Ce qui ressemble alors à un cul-de-sac est en vérité une porte de sortie par le haut. Pour expliquer l’émoi qui l’a empêché de poursuivre son faux film, Panahi se fend d’une leçon de cinéma basée sur des exemples tirés de sa filmographie – une improvisation d’acteur dans Sang et or, un décor dans Le cercle viennent transcender à l’écran ce qui était couché sur le papier. A partir de ce moment de bascule, et pour toute sa seconde moitié, Ceci n’est pas un film ne traite plus de films mais bien de cinéma. Sans le savoir, et presque sans le vouloir, Panahi et Mirtahmasb se lancent dans une mise en pratique d’une phrase de Godard dans une interview donnée à l’occasion de Film socialisme : «les films sont une forme réduite du cinéma ». Un film est un monde clos, le cinéma est ouvert au monde. Par sa simple présence, Panahi est un sujet à observer, porteur de tragédie (l’interdiction de tourner), de comédie (l’iguane domestiqué avec lequel il cohabite dans l’appartement), de suspense (l’assistant arrêté par la police en voiture).

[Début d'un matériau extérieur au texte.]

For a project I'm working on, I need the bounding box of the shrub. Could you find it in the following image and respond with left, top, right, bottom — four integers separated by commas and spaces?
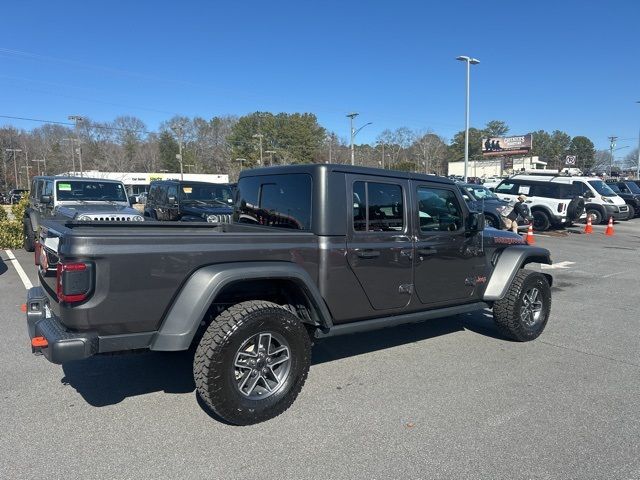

L’obligation de discrétion génère une unité de lieu et de temps – l’appartement, pendant une unique journée – forcée mais particulièrement stimulante. Le hasard du calendrier fait surgir hors champ, mais à portée d’ouïe, un événement cinématographiquement parfait : la « fête du Feu », une célébration officiellement interdite mais officieusement tolérée par le régime, d’où il s’ensuit un mélange d’excitation et de peur. Même la technologie est porteuse de cinéma. Le lecteur DVD du salon permettait à Panahi de montrer à la volée des extraits de ses anciens films ; la fonction vidéo de son téléphone portable rend possible la réalisation, quasiment la réinvention, de champs / contrechamps entre lui et Mirtahmasb.
Le cinéma est donc là, partout, tant que « les caméras sont laissées allumées » ainsi que l’affirme, comme une profession de foi inviolable, Mirtahmasb. Ceci n’est pas un film en est l’affirmation éclatante. Il ne faut dès lors pas s’étonner qu’une fois (ré)engagés pleinement sur cette route, les deux hommes voient apparaître devant eux en l’espace de quelques instants un personnage, une aventure, et une conclusion dramatique intense et superbe. C’est là leur récompense pour leur croyance réaffirmée, et invincible.